Xalatlaco

¿Patrullando o echando patrulla?

En Xalatlaco la crisis de credibilidad del gobierno municipal ya alcanzó niveles vergonzosos, mientras la población enfrenta calles deterioradas, obras cuestionadas y una creciente sensación de abandono, ahora elementos de seguridad pública fueron exhibidos presuntamente haciendo uso indebido de una patrulla oficial en plena zona del cerro de Cuáhuatl, sí, en el municipio gobernado por Abelito Flowers, las patrullas parecen servir para todo, menos para brindar seguridad real a la población.
La imagen difundida en redes sociales provocó indignación inmediata entre habitantes, no solo por la conducta de los uniformados, sino porque representa el reflejo perfecto del nivel de descomposición administrativa que vive el municipio, porque cuando quienes deberían cuidar el orden son captados usando recursos públicos como si fueran propiedad privada, el mensaje hacia la ciudadanía es brutalmente claro: en Xalatlaco la disciplina institucional ya se volvió un chiste.
Y mientras los ciudadanos pagan impuestos, soportan inseguridad y exigen vigilancia en comunidades donde los robos y conflictos aumentan, algunos policías parecen más ocupados en convertir las unidades oficiales en espacios de entretenimiento personal, todo bajo la cómoda sombra de un gobierno municipal que reacciona únicamente cuando el escándalo ya explotó públicamente.
La respuesta oficial, por supuesto, llegó en el clásico formato burocrático de siempre: “se abrió una investigación interna, la frase favorita de los gobiernos incapaces, esa misma que normalmente significa esconder el problema unos días, dejar que el escándalo se enfríe y después fingir que nunca pasó nada. Porque en administraciones como la de Abelito Flowers la transparencia suele durar menos que una publicación incómoda en redes sociales.
Lo verdaderamente preocupante no es únicamente el presunto mal uso de la patrulla, sino el deterioro absoluto de autoridad y respeto institucional dentro del municipio, cuando los propios elementos de seguridad actúan con semejante descaro, es porque saben perfectamente que difícilmente habrá consecuencias reales, y eso habla más del gobierno que de los policías mismos.

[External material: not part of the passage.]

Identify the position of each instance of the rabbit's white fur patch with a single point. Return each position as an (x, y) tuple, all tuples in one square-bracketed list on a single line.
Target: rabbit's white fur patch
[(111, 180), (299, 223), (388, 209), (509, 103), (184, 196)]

En Xalatlaco la imagen del Ayuntamiento ya parece atrapada en un ciclo interminable de escándalos, improvisaciones y descrédito. Obras de mala calidad, señalamientos sobre manejo político, conflictos sociales y ahora policías exhibidos usando recursos públicos de forma cuestionable, todo esto mientras el gobierno municipal sigue intentando vender discursos de compromiso y responsabilidad que ya casi nadie toma en serio.
Porque la realidad es evidente: el problema ya no es solo un par de elementos señalados en una fotografía, el problema es un gobierno completo que perdió el control, la autoridad y la confianza ciudadana, un municipio donde las patrullas generan más burlas que seguridad y donde la administración parece funcionar más como un espectáculo permanente de incompetencia que como una institución seria.
Y quizá lo más irónico de todo es que en Xalatlaco ya ni siquiera sorprenden este tipo de escándalos, lo verdaderamente sorprendente sería ver un gobierno que trabajara con orden, profesionalismo y resultados reales, porque mientras Abelito Flowers siga administrando el municipio entre discursos vacíos, simulación y crisis constantes, Xalatlaco continuará siendo noticia, pero nunca por algo digno de presumirse.